EL caso del presidente del gobierno no es una excepción. Más bien al contrario, dada su relevancia formal y simbólica. Siendo así, podríamos aceptar que el mínimo que podemos exigir a la acción política de un presidente del gobierno ha de cumplir, al menos, cuatro objetivos: mostrar un comportamiento político decente en el ejercicio de su cargo; promover el mantenimiento del pluralismo político; sostener la defensa de unos estándares democráticos elevados y probar la capacidad de liderar las negociaciones necesarias para el mantenimiento del propio Estado en un contexto de fragmentación institucional. Es indudable que un presidente del gobierno que no cumpliera con estos objetivos no estaría acreditado para el ejercicio de su cargo y debería, por tanto, abandonarlo (sin acritud, pero sin demora). Tras más de cinco años en la presidencia, y muy especialmente tras la reciente deriva en la gestión del conflicto entre las instituciones catalanas y estatales, resulta evidente que Mariano Rajoy ha probado no estar acreditado para su cargo.
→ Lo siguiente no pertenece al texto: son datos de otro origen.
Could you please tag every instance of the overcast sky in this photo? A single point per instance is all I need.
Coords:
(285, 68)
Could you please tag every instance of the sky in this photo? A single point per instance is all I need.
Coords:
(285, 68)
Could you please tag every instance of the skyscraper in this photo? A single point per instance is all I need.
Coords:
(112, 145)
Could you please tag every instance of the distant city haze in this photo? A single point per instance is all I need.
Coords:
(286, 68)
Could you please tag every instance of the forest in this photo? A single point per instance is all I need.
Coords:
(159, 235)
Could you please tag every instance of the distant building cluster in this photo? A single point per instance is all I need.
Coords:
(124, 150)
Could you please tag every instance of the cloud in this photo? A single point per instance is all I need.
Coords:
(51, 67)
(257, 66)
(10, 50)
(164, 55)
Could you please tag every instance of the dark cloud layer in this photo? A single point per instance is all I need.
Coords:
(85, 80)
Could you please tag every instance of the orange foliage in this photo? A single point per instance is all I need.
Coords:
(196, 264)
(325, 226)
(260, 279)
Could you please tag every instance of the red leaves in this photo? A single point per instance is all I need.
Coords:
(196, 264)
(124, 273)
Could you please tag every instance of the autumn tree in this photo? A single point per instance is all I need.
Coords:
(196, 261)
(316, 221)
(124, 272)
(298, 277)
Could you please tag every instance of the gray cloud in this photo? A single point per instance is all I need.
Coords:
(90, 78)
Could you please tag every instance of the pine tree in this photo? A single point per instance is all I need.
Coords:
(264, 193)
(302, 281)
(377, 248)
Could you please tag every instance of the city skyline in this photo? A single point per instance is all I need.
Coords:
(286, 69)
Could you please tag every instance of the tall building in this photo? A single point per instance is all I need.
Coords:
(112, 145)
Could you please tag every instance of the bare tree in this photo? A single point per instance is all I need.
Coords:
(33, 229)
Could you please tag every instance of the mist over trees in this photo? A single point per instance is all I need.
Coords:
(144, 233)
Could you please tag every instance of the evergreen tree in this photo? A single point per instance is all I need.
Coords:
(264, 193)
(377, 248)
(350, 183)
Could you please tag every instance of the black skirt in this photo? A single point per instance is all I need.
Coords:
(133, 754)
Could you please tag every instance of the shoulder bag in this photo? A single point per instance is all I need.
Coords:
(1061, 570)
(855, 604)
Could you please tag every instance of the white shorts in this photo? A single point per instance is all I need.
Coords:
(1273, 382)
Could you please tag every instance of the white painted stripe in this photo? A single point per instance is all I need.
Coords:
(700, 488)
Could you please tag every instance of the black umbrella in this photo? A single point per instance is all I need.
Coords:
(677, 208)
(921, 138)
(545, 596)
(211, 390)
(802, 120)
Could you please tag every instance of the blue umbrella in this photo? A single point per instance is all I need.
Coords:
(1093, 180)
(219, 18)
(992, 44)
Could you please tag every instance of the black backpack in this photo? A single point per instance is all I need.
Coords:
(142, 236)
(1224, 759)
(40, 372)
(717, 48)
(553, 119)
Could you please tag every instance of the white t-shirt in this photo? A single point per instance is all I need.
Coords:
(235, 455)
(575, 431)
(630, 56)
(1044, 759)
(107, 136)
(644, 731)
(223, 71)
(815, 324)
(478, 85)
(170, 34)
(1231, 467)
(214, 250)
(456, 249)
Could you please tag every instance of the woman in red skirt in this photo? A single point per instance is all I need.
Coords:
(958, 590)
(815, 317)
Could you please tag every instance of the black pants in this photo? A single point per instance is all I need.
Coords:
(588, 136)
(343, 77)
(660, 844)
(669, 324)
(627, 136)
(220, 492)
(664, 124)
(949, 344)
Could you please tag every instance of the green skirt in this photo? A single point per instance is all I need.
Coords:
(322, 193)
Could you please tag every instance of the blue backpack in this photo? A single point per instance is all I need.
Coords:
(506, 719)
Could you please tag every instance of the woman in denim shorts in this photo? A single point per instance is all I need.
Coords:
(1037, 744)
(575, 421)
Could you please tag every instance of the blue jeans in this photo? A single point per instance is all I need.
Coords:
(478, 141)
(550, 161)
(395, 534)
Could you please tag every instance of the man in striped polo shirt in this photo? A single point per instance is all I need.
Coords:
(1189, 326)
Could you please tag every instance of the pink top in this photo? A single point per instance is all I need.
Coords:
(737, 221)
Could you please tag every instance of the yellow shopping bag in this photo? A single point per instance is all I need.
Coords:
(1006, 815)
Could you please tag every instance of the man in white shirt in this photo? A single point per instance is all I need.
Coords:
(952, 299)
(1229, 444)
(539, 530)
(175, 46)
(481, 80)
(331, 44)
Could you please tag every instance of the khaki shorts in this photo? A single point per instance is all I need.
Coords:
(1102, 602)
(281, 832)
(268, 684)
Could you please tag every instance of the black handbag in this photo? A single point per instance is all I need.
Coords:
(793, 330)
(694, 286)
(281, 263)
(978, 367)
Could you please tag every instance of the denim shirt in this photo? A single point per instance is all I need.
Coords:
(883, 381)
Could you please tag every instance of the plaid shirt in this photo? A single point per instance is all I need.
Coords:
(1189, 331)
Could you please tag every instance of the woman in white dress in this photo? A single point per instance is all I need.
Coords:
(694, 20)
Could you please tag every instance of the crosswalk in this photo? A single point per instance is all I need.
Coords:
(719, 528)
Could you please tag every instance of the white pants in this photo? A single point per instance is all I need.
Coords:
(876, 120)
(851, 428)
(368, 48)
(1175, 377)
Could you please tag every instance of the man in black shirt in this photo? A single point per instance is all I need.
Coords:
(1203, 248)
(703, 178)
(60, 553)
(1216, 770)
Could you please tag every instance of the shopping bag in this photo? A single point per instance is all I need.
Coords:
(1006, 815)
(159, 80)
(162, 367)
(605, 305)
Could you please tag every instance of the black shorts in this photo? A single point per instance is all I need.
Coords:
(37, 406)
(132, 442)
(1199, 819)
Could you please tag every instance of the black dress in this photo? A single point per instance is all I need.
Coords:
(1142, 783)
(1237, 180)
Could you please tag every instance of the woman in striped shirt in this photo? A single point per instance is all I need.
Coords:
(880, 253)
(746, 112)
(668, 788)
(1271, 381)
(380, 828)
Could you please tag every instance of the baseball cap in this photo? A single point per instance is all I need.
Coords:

En primer lugar, por la sombra de corrupción que rodea a su partido y a su persona. Sin cuestionar que desde un punto de vista jurídico le asista la presunción de inocencia, se ha visto envuelto en suficientes ejemplos de mala praxis política como para invalidarle. Se escuda en el aval que las urnas le confirieron en sendas elecciones celebradas en diciembre del 2015 y junio del 2016, pero esta postura no es válida por, al menos, dos motivos: en el Estado las elecciones no son presidencialistas (luego se votó a su partido, no a él como candidato) y las preferencias electorales expresadas por la ciudadanía no se definen en base al criterio de si el candidato es o no políticamente reprobable. Su absoluta carencia de comportamiento político decente, reflejada en tantas y tantas ocasiones que no es necesario recordar, resulta incompatible con la aspiración de que la política sea un motor de cambio de la sociedad. No tiene la credibilidad para serlo.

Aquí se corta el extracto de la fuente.